Ms Manche (DPLG) pointed out that these questions had been raised several times before. Namely, how the Bill should make it possible for the municipality to access the properties while balancing that exercise with the constitutional right of the owners to privacy. However it would be too onerous to require the municipality to make an arrangement with each and every owner before an inspection. To tighten up the provision the Department would consider the route of allowing the municipalities to place notices in the newspaper.
She noted that the time frame of 7:30 to 5:00 was chosen because it was a reasonable time for the municipality to conduct the inspections. If there was no co-operation in respect of 35(b|) the valuer could rely on the information at their disposal, for example, information from estate agencies. On the issue of extracts from documents, she pointed out that an extract would include any information pertinent to that property.
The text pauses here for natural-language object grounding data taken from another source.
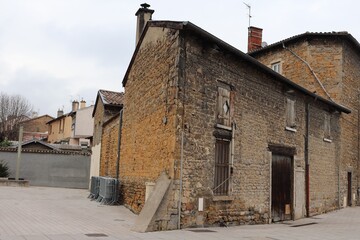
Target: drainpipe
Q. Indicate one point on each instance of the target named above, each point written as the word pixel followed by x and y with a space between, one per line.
pixel 358 165
pixel 18 160
pixel 116 200
pixel 119 145
pixel 307 173
pixel 181 176
pixel 181 84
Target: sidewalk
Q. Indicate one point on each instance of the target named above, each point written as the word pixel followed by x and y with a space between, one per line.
pixel 61 214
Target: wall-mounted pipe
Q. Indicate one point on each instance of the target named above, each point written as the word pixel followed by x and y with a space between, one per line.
pixel 119 145
pixel 307 165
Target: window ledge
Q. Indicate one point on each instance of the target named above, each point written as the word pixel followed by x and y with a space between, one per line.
pixel 223 127
pixel 223 198
pixel 290 129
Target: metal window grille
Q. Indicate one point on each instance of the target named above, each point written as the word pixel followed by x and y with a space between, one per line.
pixel 222 170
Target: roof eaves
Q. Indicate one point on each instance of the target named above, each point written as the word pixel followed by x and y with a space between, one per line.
pixel 190 26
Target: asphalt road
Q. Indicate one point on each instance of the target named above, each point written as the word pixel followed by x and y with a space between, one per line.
pixel 38 213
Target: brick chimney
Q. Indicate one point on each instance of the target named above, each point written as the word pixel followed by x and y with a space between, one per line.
pixel 82 104
pixel 144 14
pixel 75 106
pixel 60 112
pixel 254 38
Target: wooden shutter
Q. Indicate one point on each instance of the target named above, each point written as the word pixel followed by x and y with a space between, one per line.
pixel 222 171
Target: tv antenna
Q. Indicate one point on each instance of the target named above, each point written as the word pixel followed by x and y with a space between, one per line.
pixel 249 7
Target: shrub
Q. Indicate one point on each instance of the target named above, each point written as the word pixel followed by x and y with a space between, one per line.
pixel 4 169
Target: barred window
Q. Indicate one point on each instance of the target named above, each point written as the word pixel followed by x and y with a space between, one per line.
pixel 222 167
pixel 290 113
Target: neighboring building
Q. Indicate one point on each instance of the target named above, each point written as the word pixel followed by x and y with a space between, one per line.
pixel 60 128
pixel 328 64
pixel 82 125
pixel 225 139
pixel 36 128
pixel 74 128
pixel 9 127
pixel 107 105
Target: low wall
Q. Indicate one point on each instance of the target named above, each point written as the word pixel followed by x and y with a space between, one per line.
pixel 50 168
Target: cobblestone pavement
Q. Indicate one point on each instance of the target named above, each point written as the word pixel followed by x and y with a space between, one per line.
pixel 66 214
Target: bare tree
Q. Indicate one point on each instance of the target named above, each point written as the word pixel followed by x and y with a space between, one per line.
pixel 13 110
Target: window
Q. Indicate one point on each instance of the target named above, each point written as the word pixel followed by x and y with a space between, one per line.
pixel 223 106
pixel 290 115
pixel 276 66
pixel 222 167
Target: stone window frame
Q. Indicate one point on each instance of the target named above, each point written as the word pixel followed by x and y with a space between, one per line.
pixel 218 189
pixel 225 95
pixel 290 114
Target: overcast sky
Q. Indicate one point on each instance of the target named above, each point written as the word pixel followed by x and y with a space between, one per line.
pixel 56 51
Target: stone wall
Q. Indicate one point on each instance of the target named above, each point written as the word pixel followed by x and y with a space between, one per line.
pixel 149 123
pixel 259 112
pixel 49 168
pixel 172 89
pixel 336 63
pixel 37 124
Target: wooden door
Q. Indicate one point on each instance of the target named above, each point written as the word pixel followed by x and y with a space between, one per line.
pixel 281 188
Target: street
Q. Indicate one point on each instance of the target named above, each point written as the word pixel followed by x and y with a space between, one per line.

Clause 36 Conduct of valuers
Mr Manyike (DPLG) pointed out Clause 36 was aimed at regulating the conduct of the valuer, and the valuer was required to disclose any conflict of interests and to adhere to the Code of Conduct as set out in Schedule 2 of the Municipal Systems Act. If there was a failure to disclose any conflict of interests, the valuer would be guilty of misconduct.
Mr Carrim asked if the Department could redraft 36(5) into much simpler language.
Mr Smith (IFP) was of the view that there was a need to broaden the scope of conflict of interest beyond what was contained in Clause 36(1).
Clause 37 Protection of confidential information
Mr Vaz (DPLG) pointed out that Clause 37 prohibited a municipal valuer from disclosing to any person any confidential information obtained in terms of the proposed Bill.
No questions were asked in respect of this clause
Clause 38 Valuation
Mr Vaz (DPLG) stated that Clause 38 allowed for comparative, analytical and other systems or techniques to be used, including aerial photography and computer-assisted mass appraisal systems, for the purposes of valuing a property. Techniques based on predetermined bands could be used if the available market-related data of any category of rateable property was not sufficient.
Mr Carrim asked how a municipality would arrive at a technique based on predetermined bands.
Ms Manche pointed out that subsection 3 clearly stated that the information might be insufficient but available.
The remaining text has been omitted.